Entzug eines Doktorgrades bei Vorlage eines nur formal richtigen Führungszeugnisses

In einem jetzt veröffentlichten Urteil vom 28.01.2014 – 2 A 315/12 hatte das Sächsische Oberverwaltungsgericht über die Rechtmäßigkeit des Entzugs des akademischen Grades „Dr.-Ing.“ wegen der Vorlage eines formal richtigen, inhaltlich aber unzutreffenden Führungszeugnisses im Promotionszulassungsverfahren zu entscheiden. Es lag folgender Sachverhalt zu Grunde:

Der Kläger beantragte am 12.03.2008 bei der beklagten Universität die Eröffnung eines Promotionsverfahrens. Dabei legte er ein Führungszeugnis vom 04.01.2008 vor, das keine Eintragung auswies. Tatsächlich war der Kläger am 11.04.2006 wegen sexueller Nötigung zu einer Freiheitsstrafe von einem Jahr und sechs Monaten verurteilt worden. Der Rechtskraftvermerk wurde am 18.12.2007 angebracht. Die Mitteilung gegenüber dem Bundesamt für Justiz erfolgte allerdings erst am 18.01.2008. Nachdem das Promotionsverfahren am 31.03.2008 eröffnet wurde, wandte sich die Beklagte aufgrund einer anonymen Anzeige an den Kläger mit der Bitte um Stellungnahme zu dem Vorwurf, gegen ihn werde wegen sexueller Nötigung strafrechtlich ermittelt. Der Kläger teilte daraufhin mit, dass ihm strafrechtliche Ermittlungen aktuell nicht bekannt seien. Dem Kläger wurde am 30.04.2008 der akademische Grad „Dr.-Ingenieur (Dr.-Ing.)“ verliehen. Der Universität wurde danach die rechtskräftige Verurteilung des Klägers bekannt. Sie entzog dem Kläger daraufhin den Doktorgrad wegen Täuschung über wesentliche Zulassungsvoraussetzungen.

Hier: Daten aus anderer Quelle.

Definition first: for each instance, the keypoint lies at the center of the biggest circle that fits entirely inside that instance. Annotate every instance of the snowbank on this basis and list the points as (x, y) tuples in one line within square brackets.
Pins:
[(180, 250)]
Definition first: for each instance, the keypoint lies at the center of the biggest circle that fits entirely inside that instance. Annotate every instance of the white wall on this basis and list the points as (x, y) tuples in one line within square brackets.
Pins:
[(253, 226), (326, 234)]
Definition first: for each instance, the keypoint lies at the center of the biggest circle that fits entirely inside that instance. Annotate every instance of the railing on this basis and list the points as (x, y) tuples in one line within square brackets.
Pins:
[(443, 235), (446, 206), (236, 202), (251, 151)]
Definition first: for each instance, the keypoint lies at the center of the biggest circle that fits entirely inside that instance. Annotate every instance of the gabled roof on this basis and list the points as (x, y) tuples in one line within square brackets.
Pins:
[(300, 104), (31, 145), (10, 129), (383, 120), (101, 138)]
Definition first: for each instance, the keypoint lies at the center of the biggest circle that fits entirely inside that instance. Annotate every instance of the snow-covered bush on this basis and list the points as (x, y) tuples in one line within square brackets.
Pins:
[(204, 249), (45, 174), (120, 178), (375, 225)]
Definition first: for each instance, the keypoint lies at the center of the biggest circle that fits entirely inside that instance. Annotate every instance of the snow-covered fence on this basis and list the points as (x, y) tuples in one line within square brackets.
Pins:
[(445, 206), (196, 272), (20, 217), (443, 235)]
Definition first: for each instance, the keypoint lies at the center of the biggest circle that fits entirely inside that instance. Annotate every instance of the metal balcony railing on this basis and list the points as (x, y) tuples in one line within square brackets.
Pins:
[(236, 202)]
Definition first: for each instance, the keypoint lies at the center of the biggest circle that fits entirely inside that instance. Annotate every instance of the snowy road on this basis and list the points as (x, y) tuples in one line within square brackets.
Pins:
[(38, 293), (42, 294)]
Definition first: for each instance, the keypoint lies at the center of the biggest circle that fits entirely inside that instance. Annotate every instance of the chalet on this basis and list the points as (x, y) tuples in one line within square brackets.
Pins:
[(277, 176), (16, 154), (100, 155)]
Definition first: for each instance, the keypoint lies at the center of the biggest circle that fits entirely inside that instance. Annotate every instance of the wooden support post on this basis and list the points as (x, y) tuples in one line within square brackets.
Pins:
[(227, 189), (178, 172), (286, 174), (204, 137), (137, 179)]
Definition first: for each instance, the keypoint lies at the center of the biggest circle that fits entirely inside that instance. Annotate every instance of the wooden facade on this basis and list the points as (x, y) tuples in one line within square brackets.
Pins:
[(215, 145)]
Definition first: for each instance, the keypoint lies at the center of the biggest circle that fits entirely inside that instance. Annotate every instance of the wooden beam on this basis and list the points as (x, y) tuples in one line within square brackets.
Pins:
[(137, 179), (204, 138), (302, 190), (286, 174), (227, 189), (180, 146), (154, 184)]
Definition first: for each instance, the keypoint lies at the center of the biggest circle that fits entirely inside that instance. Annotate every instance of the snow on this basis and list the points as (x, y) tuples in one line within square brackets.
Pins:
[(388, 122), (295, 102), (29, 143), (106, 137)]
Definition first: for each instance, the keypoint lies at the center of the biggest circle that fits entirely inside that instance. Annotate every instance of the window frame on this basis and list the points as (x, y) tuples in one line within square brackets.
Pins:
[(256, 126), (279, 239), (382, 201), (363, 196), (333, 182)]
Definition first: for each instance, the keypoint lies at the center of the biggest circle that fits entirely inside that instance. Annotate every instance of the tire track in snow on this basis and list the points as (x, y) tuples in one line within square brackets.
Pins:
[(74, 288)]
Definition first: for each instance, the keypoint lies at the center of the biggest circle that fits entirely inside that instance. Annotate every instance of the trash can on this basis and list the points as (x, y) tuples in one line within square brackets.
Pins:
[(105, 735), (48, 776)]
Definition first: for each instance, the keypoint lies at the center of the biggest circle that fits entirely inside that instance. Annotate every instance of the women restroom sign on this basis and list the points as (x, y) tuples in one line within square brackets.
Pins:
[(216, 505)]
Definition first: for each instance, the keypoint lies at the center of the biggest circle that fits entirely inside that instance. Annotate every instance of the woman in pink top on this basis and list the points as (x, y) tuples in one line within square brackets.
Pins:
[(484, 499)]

Die gegen den Entzug des Doktortitels erhobene Klage hatte das Verwaltungsgericht Chemnitz abgewiesen. Die Berufung wies das Sächsische Oberverwaltungsgericht mit Urteil vom 28.01.2014 zurück. Die Gerichte gingen davon aus, dass der Kläger den ihm verliehenen Grad durch Täuschung über wesentliche Zulassungsvoraussetzungen erworben hatte. Die Regelung in der Promotionsordnung, die die Vorlage des Führungszeugnisses vorsehe, beschränke sich nicht auf die Vorlage der Urkunde. Sie enthalte darüber hinaus die Verpflichtung des Antragstellers, Vorstrafen offen zu legen. Dies sei für den Kläger ohne weiteres erkennbar gewesen. Angesichts der Verurteilung zu einer Freiheitsstrafe von einem Jahr und sechs Monaten habe er nicht davon ausgehen dürfen, dass diese Vorstrafe nicht in ein Führungszeugnis aufgenommen würde und ihn deshalb keine Offenbarungspflicht treffe. Die Täuschung habe ursächlich zur Vergabe des Doktorgrades geführt. Sinn und Zweck der Regelung über den Entzug eines verliehenen Grades sei die Wiederherstellung der Entschließungsfreiheit der Hochschule. Es genüge deshalb für die Anerkennung der Ursächlichkeit einer Täuschung, dass die Hochschule den Bewerber ohne die Täuschung jedenfalls nicht alsbald zur Promotion zugelassen, sondern weitere Prüfungen und Erwägungen angestellt und erst auf dieser vollständigen Grundlage ihre Entscheidung getroffen hätte.

Die Entscheidung ist noch nicht rechtskräftig. Das Verfahren auf Zulassung der Revision ist beim Bundesverwaltungsgericht anhängig.